# EnergyStar Tax credits for insulation



## Jay H (Jan 22, 2007)

Can anybody explain the process or qualifications of claiming tax credits for home improvement work done in 2006, with respects to adding/replacing worn insulation in my attic? I replaced old insulation with R19 in the attic walls and added unfaced R25 to the floor gaps on top of existing insulation.  I saw this on EnergyStar.com:



> Tax credits are available for many types of home improvements including adding insulation, replacement windows, and certain high efficiency heating and cooling equipment. See chart. The maximum amount of homeowner credit for all improvements combined is $500 during the two year period of the tax credit.
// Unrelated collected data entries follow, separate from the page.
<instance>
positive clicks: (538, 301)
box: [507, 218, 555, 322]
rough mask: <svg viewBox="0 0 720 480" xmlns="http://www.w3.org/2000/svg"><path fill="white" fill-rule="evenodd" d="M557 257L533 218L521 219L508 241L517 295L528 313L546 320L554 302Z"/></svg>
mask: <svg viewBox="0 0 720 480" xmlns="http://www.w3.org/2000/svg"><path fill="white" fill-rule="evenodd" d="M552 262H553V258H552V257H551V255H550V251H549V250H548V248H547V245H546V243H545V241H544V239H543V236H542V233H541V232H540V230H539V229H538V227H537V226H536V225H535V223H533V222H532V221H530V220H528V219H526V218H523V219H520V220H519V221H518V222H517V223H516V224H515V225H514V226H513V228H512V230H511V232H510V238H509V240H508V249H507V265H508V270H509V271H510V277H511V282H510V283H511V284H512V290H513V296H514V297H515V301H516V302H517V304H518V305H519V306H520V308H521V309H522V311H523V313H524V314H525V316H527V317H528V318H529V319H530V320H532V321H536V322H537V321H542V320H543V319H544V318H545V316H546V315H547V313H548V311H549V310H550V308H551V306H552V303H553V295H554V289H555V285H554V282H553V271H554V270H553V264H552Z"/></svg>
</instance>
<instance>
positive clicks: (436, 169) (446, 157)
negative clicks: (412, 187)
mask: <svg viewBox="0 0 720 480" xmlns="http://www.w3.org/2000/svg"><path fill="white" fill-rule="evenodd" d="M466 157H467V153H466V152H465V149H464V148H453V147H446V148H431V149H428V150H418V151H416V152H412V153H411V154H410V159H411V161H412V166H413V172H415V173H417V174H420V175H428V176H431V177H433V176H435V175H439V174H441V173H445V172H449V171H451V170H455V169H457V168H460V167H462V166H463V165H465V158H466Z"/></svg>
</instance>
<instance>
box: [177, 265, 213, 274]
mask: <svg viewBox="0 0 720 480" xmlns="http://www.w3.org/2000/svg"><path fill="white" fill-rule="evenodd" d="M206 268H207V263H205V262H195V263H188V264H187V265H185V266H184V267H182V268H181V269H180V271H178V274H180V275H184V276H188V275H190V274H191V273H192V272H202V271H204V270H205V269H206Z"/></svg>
This tax credit applies to improvements made to your primary residence from January 1, 2006 through December 31, 2007.



Scroll down to insulation..
http://www.energystar.gov/index.cfm?c=products.pr_tax_credits#chart

So can I claim the 10% of the price I paid for the insulation for the tax credit. (I certainly qualify for the $500 part, I didn't buy $5000 of insulation!).

Jay

P.s. I didn't think was "HOT" enough for the Ash Can... but certainly not about wood stoves... so I guess I put this here... it is somewhat green cause I have insulated and should be conserving wood..


----------



## Harley (Jan 23, 2007)

Hi, Jay...

Without getting into a lot of details, it sounds like you may be able to get the credit for 10% of the cost of the insulation...  have to finish reading the IRS bulletin myself, but here is the link - its a little wordy.
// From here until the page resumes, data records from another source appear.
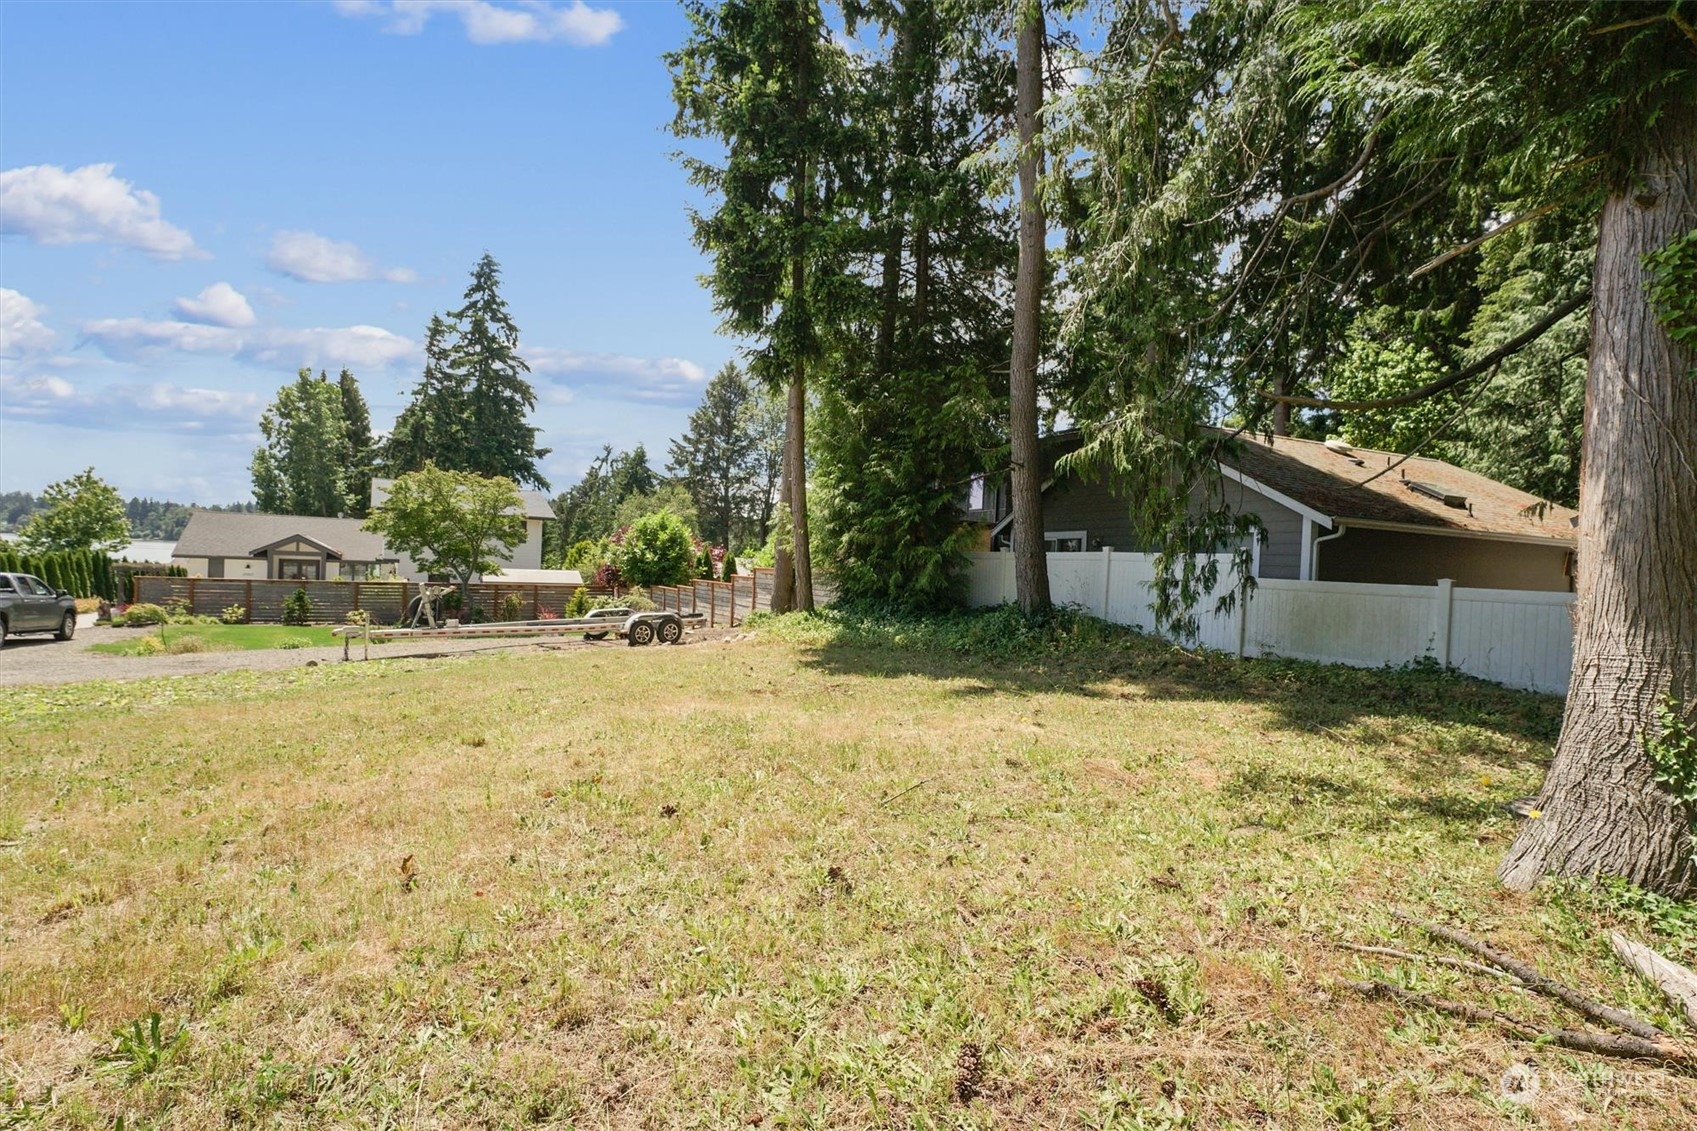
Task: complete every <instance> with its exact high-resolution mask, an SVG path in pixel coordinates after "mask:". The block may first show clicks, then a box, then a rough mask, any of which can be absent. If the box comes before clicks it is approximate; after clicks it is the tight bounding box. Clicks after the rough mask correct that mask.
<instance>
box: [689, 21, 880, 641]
mask: <svg viewBox="0 0 1697 1131" xmlns="http://www.w3.org/2000/svg"><path fill="white" fill-rule="evenodd" d="M686 12H687V15H689V22H691V36H689V41H687V42H686V44H684V48H682V49H679V51H675V53H672V54H669V56H667V65H669V66H670V68H672V78H674V97H675V100H677V119H675V121H674V126H672V129H674V132H677V134H679V136H682V138H711V139H714V141H720V143H723V146H725V158H723V161H721V163H713V161H706V160H699V158H686V161H684V165H686V168H687V170H689V178H691V182H692V183H696V185H699V187H701V188H704V190H706V192H708V195H709V197H714V199H716V200H718V207H716V211H714V212H711V214H696V216H692V221H694V229H696V245H697V246H699V248H703V250H704V251H708V253H709V255H713V263H714V265H713V273H711V275H709V287H711V290H713V299H714V306H716V309H718V311H720V312H721V314H723V316H725V328H726V329H728V331H731V333H736V335H742V336H750V338H757V340H760V341H762V343H764V345H762V346H760V348H757V350H753V352H752V355H750V369H752V372H753V374H755V377H757V379H759V380H762V382H764V384H767V385H770V387H776V389H784V391H786V397H787V421H786V465H784V487H782V494H784V499H786V501H787V504H789V511H791V542H792V557H791V554H784V564H786V565H787V569H781V571H779V589H777V593H776V596H774V608H787V606H789V605H791V601H792V603H794V606H796V608H803V610H811V608H813V559H811V552H809V543H808V482H806V477H808V462H806V455H808V447H806V409H808V372H809V369H811V367H813V365H815V363H816V362H818V360H820V357H821V355H823V335H821V329H823V328H826V326H828V324H830V321H832V318H833V314H835V309H833V307H835V306H837V302H838V301H840V290H842V285H843V282H845V275H843V270H842V262H840V256H838V250H837V241H838V239H840V236H842V224H843V216H842V214H840V211H838V205H837V194H838V188H840V182H842V180H843V177H852V175H854V161H855V153H854V146H852V144H848V139H847V136H845V134H843V129H842V122H843V112H842V110H843V105H842V104H843V98H845V75H847V65H845V53H843V51H842V48H840V46H838V44H837V42H835V41H833V37H832V29H830V25H828V24H826V20H825V14H823V10H821V8H820V3H818V0H725V2H723V3H716V5H709V3H704V2H703V0H691V3H689V5H687V8H686Z"/></svg>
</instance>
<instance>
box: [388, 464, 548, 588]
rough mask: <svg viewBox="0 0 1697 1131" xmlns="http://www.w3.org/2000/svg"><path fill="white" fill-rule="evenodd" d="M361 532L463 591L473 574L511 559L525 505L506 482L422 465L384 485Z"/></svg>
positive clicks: (523, 514) (483, 476) (517, 541)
http://www.irs.gov/pub/irs-drop/n-06-26.pdf

A quick read through it made me a little concerned about the documentation (but that's on some of the other stuff there... not specifically insulation), but - I'll see if I can point you where you need to put it on the form and edit the post here in a little bit - off the top of my head - I think you should be OK

EDIT:

Here's the form you would need to file
http://www.irs.gov/pub/irs-pdf/f5695.pdf

Based on your post only (and I'm assuming you are doing your own returns) - you would mainly be concerned with part 1. Specifically Item 1, and 2a... then just follow the math down to line 12... Part 2 probably doesn't apply, so on line 31 put in the amount from line 12, and take the credit on form 1040, line 52.

You don't need to document anything in the return... I'd just hang onto the reciept and make sure it shows what you bought - you should be fine taking that credit


----------



## sgcsalsero (Jan 23, 2007)

do you use turbotax, I haven't filed myself and had this question, I did a quick search & came upon this forum, maybe worth checking out http://forums.turbotax.com/intuit/board?board.id=credits06


----------



## begreen (Jan 23, 2007)

Yeah, we pegged the needle at $500 without any problem. Too bad the $500 is capped at the sum of all improvements. It should be cumulative if they really want it to be an incentive. One could spend $5000 on windows alone without even trying. Oh well, we also get a sales tax deduction this year, so there's something else to add to the schedule. But I prefer credits right off the top.


----------



## Jay H (Jan 23, 2007)

Thanks all!!  

I have always filed my own taxes because I am fairly simple when it comes to income, I work and live in the same state, I don't own stock (no capital gains), no other source of income besides interest (1099-INT) and this is the first year of my mortgage so I got the Mortgage Interest Statement not long ago.  So traditionally, I've always done my own state and federal.  I have a $6 coupon for Staples (from recycling HP toner cartradges I can scrounge at work for free) that I'm considering buying TurboTax (fed and state) or HR TaxCut which is a bit cheaper... I've heard good things about both and Staples offers a bunch of other free software with it...   

I might buy that cause of my coupon...

Jay


----------



## Harley (Jan 23, 2007)

TurboTax makes a pretty good product.  It is pretty easy to use, so I'm sure you'd have no problems with it.  Since you are used to doing them manually... you should not have any problems with catching something that might have been entered wrong or put in the wrong place.  I believe the "deluxe" version gives you one free state.


----------